Barbara Souza e Iya Lucia de Oxum na entrega de condecoração como participante do evento Amanhecer com Marielle Franco.

Agendas específicas são diferencial do Yepondá, elas estão presentes na Marcha Mundial Das Mulheres Negras, atos públicos do 8 de março, entre outros. Esse ano, o tema escolhido para a tradicional confraternização anual do grupo foram dois anos sem Marielle Franco, que aconteceu na praça de Éden, em São João De Meriti – lugar de imensa circulação de mulheres para ser realizado. Mesmo sendo um assunto sério e delicado, Iya Lucia decidiu de forma lúdica e objetiva realizar o evento anual com o título em 2020 “Amanhecer com Marielle Franco”, que reuniu mulheres com várias ações como roda de conversa, exposição de artesãs e muita dança.

– Esse momento para o Yepondá foi de muita importância. Ocupar a praça porque é onde estão passando a população, tem supermercado… as pessoas pararam e levaram nossa mensagem – relata Iya Lucia.

Mulheres ilustres de São João de Meriti foram homenageadas pela Casa de Cultura do município.

– Como mulher e negra sinto dor e indignação.
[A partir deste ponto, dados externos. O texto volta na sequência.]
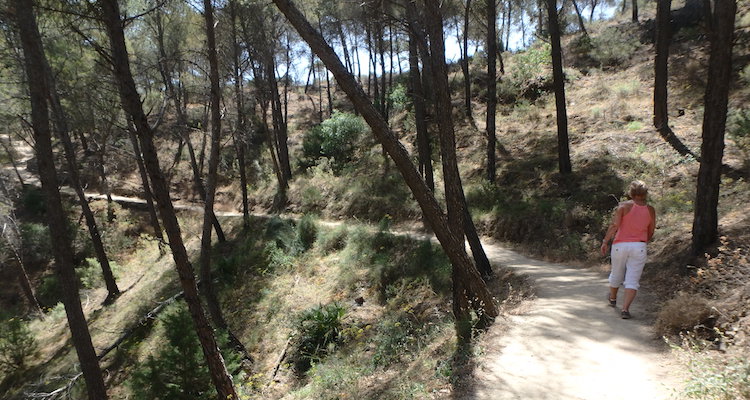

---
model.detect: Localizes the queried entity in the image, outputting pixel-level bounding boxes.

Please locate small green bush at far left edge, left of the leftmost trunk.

Perdemos uma grande referência de mulher negra no poder público. Conhecimento é poder e Marielle tinha os dois. Precisamos nos fortalecer, trocarmos experiências umas com as outras. Ocuparmos os diversos áreas da sociedade – disse.
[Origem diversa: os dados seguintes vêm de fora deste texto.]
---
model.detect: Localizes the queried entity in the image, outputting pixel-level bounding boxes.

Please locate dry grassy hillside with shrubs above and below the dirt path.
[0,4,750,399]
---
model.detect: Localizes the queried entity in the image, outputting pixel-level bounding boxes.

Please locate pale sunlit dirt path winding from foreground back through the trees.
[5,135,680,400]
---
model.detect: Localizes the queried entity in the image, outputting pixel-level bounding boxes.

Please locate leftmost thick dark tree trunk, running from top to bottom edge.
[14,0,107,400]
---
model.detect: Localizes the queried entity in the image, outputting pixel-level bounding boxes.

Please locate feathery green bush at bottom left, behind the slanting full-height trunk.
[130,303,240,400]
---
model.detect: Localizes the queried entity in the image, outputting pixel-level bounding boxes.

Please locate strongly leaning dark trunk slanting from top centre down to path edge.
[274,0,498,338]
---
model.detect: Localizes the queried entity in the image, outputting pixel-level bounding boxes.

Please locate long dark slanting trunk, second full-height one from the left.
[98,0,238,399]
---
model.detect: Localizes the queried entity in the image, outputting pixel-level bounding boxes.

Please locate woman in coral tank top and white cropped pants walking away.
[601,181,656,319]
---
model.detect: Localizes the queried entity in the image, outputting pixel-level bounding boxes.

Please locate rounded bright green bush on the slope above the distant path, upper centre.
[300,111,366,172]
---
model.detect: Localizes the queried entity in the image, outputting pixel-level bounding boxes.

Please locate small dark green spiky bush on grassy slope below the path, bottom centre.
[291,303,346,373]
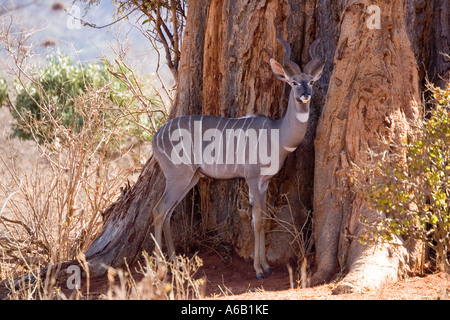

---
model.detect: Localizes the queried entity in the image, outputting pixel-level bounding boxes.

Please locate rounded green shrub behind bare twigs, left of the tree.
[10,53,163,148]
Yepondá na tradição Yorubá é uma divindade da cultura africana que representa a ancestralidade e a maternidade. É Oxum, nos contos de matrizes africana. De acordo com a crença, Oxum se posicionou sobre a criação do mundo na forma da sua organização.
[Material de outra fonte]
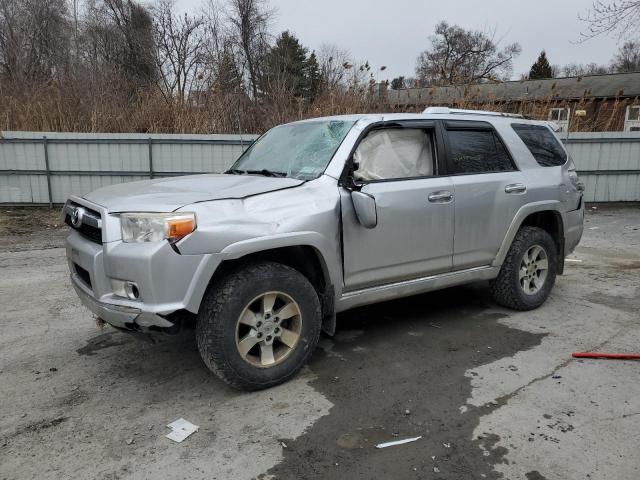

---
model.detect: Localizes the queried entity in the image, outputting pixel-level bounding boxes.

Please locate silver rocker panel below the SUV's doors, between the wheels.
[336,267,500,312]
Com essa citação e coragem de tantas mulheres fortes devemos pensar na cobrança de políticas e direitos com mais eficácia para mulheres periféricas e faveladas. A cada momento acontece um crime contra a vida da mulher pelo Brasil e a Baixada Fluminense tem quantitativo extenso nesse sentido. Precisamos entender, apoiar mais espaços de fala para que possamos criar um ambiente seguro e acolhedor para todas.